I should stop talking out loud, everyone on the train is looking at me
now. I must have gone farther than I wanted because everyone here is different than
me. Why should they care that I'm talking, some of them are talking and about fairly
irrelevant things. 'The ends justify the means.' 'Where the is no justification,
there is no end. There is only means.' I thought that they were looking mean, but
they were only talking.
The noise in the train crescendoes as the train comes into a station, this station is
lined with black suited men, and behind them I can see the pantomime of good and evil
continue with the sanitation workers trying to mop the black suits off the sunglassed
and toupeed men who are not resisting at all.
Indeed, they have nothing to worry about. They can just
cling to the constellations of gum, there is nothing the sanitation workers can do about
that.
Its all just human nature, we don't fit onto the curve, either. Simply, there is
no curve, our science is approximation, good guessing.
The suits are going to get me this time, but I'm lucky. I have my keys in my
pocket now, and I'm opening the other subway door...

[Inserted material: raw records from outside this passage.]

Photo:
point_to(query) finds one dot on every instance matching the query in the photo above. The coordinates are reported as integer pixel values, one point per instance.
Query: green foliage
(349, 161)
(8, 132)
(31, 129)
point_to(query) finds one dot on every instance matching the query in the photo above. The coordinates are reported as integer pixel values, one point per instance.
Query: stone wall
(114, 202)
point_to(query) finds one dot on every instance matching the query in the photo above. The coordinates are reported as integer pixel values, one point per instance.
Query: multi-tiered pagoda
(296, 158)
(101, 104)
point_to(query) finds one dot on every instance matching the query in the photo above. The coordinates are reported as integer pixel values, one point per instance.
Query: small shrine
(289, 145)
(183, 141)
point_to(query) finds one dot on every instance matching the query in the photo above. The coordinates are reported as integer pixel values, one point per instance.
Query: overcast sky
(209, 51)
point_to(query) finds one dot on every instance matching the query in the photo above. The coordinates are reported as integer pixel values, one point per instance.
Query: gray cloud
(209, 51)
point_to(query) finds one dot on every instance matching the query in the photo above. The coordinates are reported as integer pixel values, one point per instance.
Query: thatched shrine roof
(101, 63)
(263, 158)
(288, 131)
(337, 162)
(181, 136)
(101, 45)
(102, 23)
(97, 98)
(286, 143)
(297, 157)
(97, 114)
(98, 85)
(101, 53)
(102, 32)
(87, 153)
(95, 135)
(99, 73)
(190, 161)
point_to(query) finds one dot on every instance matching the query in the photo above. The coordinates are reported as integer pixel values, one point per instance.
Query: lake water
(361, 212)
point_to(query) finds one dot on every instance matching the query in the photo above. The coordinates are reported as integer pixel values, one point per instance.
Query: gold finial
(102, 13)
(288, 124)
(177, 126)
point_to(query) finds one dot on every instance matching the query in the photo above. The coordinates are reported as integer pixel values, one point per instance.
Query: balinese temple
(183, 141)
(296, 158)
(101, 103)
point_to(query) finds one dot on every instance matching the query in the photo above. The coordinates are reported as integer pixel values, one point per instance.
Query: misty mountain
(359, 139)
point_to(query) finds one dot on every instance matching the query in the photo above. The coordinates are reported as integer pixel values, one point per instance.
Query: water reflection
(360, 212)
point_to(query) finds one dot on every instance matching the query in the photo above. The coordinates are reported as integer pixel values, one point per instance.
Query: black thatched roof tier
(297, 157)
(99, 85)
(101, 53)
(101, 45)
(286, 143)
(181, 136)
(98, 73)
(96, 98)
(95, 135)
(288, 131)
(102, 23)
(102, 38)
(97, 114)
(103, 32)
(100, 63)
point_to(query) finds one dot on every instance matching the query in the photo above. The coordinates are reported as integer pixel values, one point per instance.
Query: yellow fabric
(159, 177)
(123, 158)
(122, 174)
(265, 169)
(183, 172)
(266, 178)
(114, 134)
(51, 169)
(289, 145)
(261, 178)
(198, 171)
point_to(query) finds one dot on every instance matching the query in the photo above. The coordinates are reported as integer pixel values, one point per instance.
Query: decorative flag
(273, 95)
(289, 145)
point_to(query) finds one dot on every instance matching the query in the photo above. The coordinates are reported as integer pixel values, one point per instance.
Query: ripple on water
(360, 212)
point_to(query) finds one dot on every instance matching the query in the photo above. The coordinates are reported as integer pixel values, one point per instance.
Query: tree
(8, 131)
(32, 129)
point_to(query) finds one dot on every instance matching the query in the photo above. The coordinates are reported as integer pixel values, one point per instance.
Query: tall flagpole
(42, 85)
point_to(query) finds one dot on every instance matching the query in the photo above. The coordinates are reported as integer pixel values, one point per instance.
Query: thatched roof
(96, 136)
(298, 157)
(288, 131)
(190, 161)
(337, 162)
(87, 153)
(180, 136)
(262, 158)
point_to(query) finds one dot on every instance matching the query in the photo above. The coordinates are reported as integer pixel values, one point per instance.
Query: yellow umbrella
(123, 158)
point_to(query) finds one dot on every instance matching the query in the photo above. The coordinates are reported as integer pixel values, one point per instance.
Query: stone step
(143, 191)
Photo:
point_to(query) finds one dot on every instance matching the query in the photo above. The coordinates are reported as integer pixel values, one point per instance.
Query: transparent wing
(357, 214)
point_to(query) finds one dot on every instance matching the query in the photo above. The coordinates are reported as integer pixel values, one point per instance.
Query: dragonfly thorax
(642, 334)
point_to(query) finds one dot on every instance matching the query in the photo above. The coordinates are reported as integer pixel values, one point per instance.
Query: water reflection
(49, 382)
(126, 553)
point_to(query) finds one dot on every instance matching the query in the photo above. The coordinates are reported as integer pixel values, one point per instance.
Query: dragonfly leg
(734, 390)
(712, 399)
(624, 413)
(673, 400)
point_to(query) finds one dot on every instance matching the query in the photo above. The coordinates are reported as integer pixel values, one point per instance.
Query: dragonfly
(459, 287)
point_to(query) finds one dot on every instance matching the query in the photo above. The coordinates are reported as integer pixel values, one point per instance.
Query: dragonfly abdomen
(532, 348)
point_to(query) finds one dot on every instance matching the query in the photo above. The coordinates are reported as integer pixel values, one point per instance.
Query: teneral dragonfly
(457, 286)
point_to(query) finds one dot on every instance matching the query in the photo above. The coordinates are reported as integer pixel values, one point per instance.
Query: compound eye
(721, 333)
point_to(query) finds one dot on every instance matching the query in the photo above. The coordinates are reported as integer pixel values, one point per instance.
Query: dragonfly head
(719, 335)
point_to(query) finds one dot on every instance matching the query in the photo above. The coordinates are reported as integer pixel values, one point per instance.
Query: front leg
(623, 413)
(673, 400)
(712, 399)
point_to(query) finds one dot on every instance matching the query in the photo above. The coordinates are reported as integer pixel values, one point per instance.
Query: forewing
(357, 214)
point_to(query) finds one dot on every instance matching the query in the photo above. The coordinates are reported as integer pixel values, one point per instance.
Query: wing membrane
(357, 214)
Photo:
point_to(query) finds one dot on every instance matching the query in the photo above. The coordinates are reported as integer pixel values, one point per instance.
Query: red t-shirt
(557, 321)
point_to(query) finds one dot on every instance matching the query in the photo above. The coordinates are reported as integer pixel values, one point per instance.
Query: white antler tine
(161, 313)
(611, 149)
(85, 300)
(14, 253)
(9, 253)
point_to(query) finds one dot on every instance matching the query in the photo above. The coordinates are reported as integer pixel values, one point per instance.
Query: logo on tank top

I step in silently, and as is the
ritual, I block the door with my bicycle and set the traps on the windows. Damn no
way that anyone is getting in here without adequate warning. I figure that there
is time now to take a good look at this knife that has caused me so much grief and to
miss the movie that I was heading for but can't remember the name of.
Its not unusual, plastic about the length of my forefinger. It has two blades
that open in both directions, one is a short and the other long. The long one
is pretty dull, and the short one is quite sharp. Enough about the knife.
The door opens up, and the bicycle falls over. One of
these suited guys is standing in the doorway, impassive and immobile. I'm not scared
until I see that the hallway behind him is filled with his clones. I turn over the
handle of the knife, and give it a bit of a nasty grin...

Next Level

I'm back in the hangar again, but now they are all screaming at me.
Their arms and legs are no longer attacting my attention. It wouldn't be so bad if they were
talking, but they aren't. They could talk, too. They aren't screaming in pain, but in
protest. They don't miss their arms or their legs. They all agree on one thing, they
won't give me the satisfaction of hearing them talk, and I'll never forget their screaming,
pointless and wordless, without justification.